Stuart Warren is in the Department of Chemistry at The University of Cambridge, and worked on new synthetic methods, particularly those involving phosphorus or sulfur, rearrangements and asymmetric synthesis.
1. What made you want to be a chemist?
I was lucky enough to go to Cheadle Hulme School in Cheshire and be taught chemistry by David Goodison. I had an early love of science and it was not long before David’s thoughtful approach and emphasis on ‘why?’ rather than ‘how?’ led me to prefer chemistry to any other science. I can still picture vividly the day he introduced organic chemistry to us. He used carboxylic acids as examples and I grew angry at this and protested to him that they weren’t acids at all. He smiled and suggested that I wait and see what was to follow. Sometimes people who react quite violently against something come to love it because they are so deeply engaged with it. That was how I came to like organic chemistry. But it was Denis Marrian, Peter Sykes and Malcolm Clark in my undergraduate days at Cambridge who gave organic chemistry the solid intellectual foundation that made me want to do it for the rest of my life.
2. If you weren’t a chemist and could do any other job, what would it be – and why?
I might have wanted to be a professional cricketer, but I wasn’t good enough. I tried biochemistry at Harvard with Frank Westheimer and rejected it in favour of organic chemistry. So no other science. I suppose an actor, a novelist or an Anglican minister.
3. What are you working on now, and where do you hope it will lead?
I no longer have a research group but my writing continues. I am now working on the second edition of the textbook ‘Organic Chemistry’ with Jonathan Clayden for OUP. Paul Wyatt and I have completed the four books in the Organic Synthesis series for Wiley, the last one to be published later this year. Paul and I also do courses in industry including one on ‘Advanced Heterocyclic Chemistry’ and I have hopes that we might produce a book with that title as the next, and for me probably final, project. It seems me that there is a great need for an accessible, mechanistically oriented book on Heterocyclic Chemistry that tries to explain the reactions rather than give lists of them.
4. Which historical figure would you most like to have dinner with – and why?
The Duke of Wellington was a master of the sharp remark, had no patience with administrators, and saw practical results as what really mattered.
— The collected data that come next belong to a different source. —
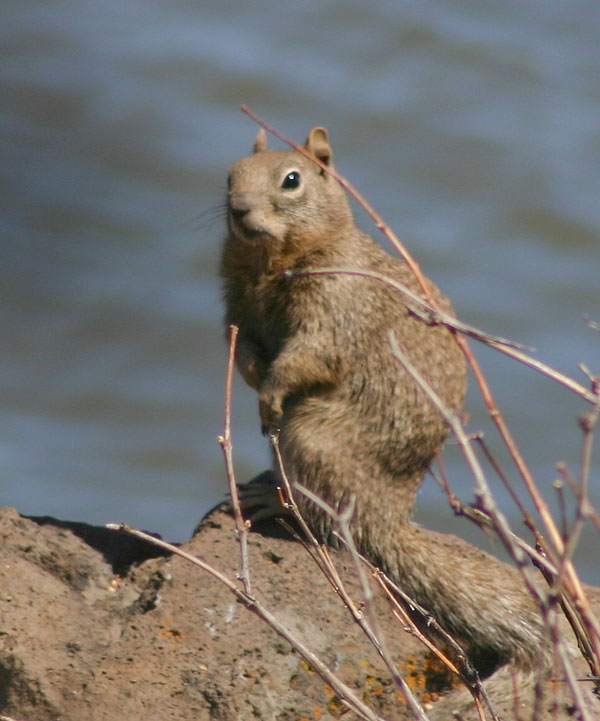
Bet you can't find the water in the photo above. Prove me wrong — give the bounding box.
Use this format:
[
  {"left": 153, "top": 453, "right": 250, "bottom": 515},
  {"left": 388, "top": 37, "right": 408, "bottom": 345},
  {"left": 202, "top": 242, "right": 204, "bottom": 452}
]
[{"left": 1, "top": 0, "right": 598, "bottom": 583}]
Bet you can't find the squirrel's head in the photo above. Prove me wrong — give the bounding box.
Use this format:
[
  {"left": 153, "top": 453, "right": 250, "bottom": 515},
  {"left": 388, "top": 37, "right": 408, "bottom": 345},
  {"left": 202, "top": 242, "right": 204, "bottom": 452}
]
[{"left": 226, "top": 127, "right": 354, "bottom": 249}]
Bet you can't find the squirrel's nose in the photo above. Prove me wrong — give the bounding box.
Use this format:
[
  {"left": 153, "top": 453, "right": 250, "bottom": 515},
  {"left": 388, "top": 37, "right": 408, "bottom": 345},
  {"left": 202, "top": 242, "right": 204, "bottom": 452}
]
[{"left": 228, "top": 192, "right": 255, "bottom": 217}]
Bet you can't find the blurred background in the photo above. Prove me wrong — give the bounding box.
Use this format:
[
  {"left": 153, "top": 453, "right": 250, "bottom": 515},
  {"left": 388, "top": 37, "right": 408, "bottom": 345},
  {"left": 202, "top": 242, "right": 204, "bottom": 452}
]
[{"left": 1, "top": 0, "right": 598, "bottom": 582}]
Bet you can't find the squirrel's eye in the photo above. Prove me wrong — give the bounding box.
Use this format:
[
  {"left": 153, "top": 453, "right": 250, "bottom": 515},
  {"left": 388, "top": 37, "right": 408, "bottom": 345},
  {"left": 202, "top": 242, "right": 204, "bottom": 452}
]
[{"left": 281, "top": 171, "right": 301, "bottom": 190}]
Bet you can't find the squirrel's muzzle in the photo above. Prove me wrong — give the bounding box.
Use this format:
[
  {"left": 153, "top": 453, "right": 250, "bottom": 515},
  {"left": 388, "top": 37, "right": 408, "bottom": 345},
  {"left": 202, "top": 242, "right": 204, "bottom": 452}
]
[
  {"left": 228, "top": 191, "right": 256, "bottom": 217},
  {"left": 228, "top": 191, "right": 277, "bottom": 242}
]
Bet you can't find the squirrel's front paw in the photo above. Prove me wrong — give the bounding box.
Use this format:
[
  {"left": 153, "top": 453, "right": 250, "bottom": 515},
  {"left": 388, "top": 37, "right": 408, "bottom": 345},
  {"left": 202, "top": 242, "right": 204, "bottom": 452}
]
[{"left": 259, "top": 389, "right": 284, "bottom": 435}]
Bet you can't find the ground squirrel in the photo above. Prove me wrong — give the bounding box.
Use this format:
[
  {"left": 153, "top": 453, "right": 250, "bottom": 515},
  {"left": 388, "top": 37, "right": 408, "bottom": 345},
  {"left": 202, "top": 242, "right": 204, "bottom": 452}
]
[{"left": 220, "top": 126, "right": 544, "bottom": 675}]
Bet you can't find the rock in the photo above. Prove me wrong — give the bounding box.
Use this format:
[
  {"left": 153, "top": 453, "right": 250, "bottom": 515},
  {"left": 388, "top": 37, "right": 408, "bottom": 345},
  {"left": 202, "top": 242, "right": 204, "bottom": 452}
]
[{"left": 0, "top": 505, "right": 598, "bottom": 720}]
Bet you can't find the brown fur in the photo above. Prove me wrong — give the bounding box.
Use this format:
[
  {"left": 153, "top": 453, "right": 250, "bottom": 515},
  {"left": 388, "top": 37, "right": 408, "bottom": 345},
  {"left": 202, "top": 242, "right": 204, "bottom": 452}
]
[{"left": 220, "top": 127, "right": 544, "bottom": 674}]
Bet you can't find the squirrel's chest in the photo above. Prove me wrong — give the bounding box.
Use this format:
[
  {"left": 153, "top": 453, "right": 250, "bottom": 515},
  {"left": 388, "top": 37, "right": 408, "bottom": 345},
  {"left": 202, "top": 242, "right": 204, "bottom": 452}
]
[
  {"left": 240, "top": 268, "right": 325, "bottom": 336},
  {"left": 245, "top": 271, "right": 295, "bottom": 324}
]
I want to find out how he got round the British, Spanish and Portuguese administrators in the Peninsular War and what made him persist with the Catholic Emancipation bill when all seemed lost. He would decline the invitation, of course, so maybe it would be Sir Pelham Warner who could describe his very long cricketing career or I could resurrect Charles Rees to continue the many conversations so rudely interrupted by his death.
5. When was the last time you did an experiment in the lab – and what was it?
In about 1973 Robin Shepherd had completed a series of experiments to establish the stereospecificity of Ph2PO migration. He had an X-ray of the starting material but couldn’t crystallise the product. So I did that, got the X-ray from Luigi Nassimbeni and published the result in Nature. F. H. Allen, O. Kennard, L. R. Nassimbeni, R. G. Shepherd, and S. Warren, Nature 248, 670–671 (1974); Stereochemistry of a carbonium ion rearrangement.
6. If exiled on a desert island, what one book and one music album would you take with you?
It would be a very difficult choice between Great Expectations, Pride and Prejudice, Hardy’s or Wordsworth’s collected poems or the Revised New English Bible.
Music is easier: Schubert or Vaughan Williams songs sung by Ian Bostrich or Finzi, Ode on the Intimations of Immortality sung by Ian Partridge. I think I would miss most the wonderful sound of the human voice.
7. Which chemist would you like to see interviewed on Reactions – and why?
Guy Lloyd-Jones (Bristol), as his work seems to me to combine the very best in mechanistic analysis and the latest developments in organo-metalic chemistry and asymmetric catalysis. He is one of the sharpest thinkers in the world of organic chemistry today.